The Panel’s conclusions have been criticized by other leading experts.  In a consensus statement published in Reproductive Toxicology, a group of 38 scientists, including 4 from federal health agencies, concluded that people are exposed to levels of BPA exceeding those levels that harm lab animals, and that infants and fetuses are the most vulnerable.  This group of scientists reached these conclusions after reviewing about 700 studies.  Jerrold Heindel, a scientist with the National Institute of Environmental Health Sciences who organized a meeting last fall to begin drafting the statement, said even though there have been no human studies of BPA, there is now so much animal data that the 38 experts believe that human damage is likely.  “We know what doses the animals were given, and when we look at humans, we see blood levels within that range or actually higher, which is a cause of concern and should stimulate more human research,” he said.

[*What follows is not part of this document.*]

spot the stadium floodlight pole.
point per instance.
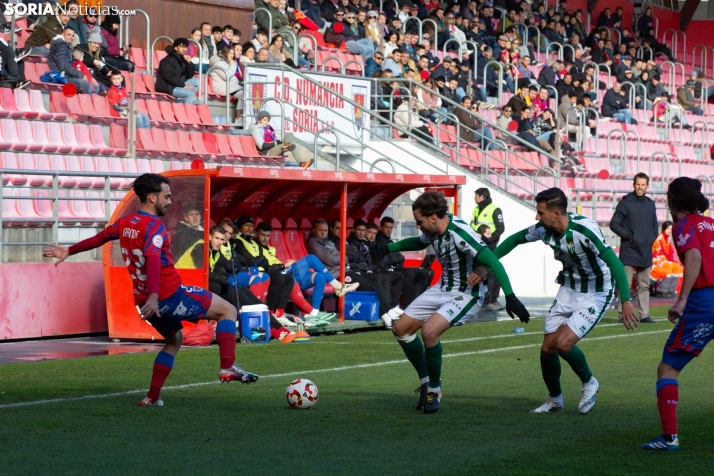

In the statement, the 38 scientists say they are confident that BPA, which mimics the female hormone estrogen, alters cells to switch genes on and off, programming a fetus or child for reproductive disorders later in life, and that the levels that harm lab animals “are well within the range of … BPA levels observed in human fetal blood.”

They concluded that “early life exposure … may result in persistent adverse effects in humans.”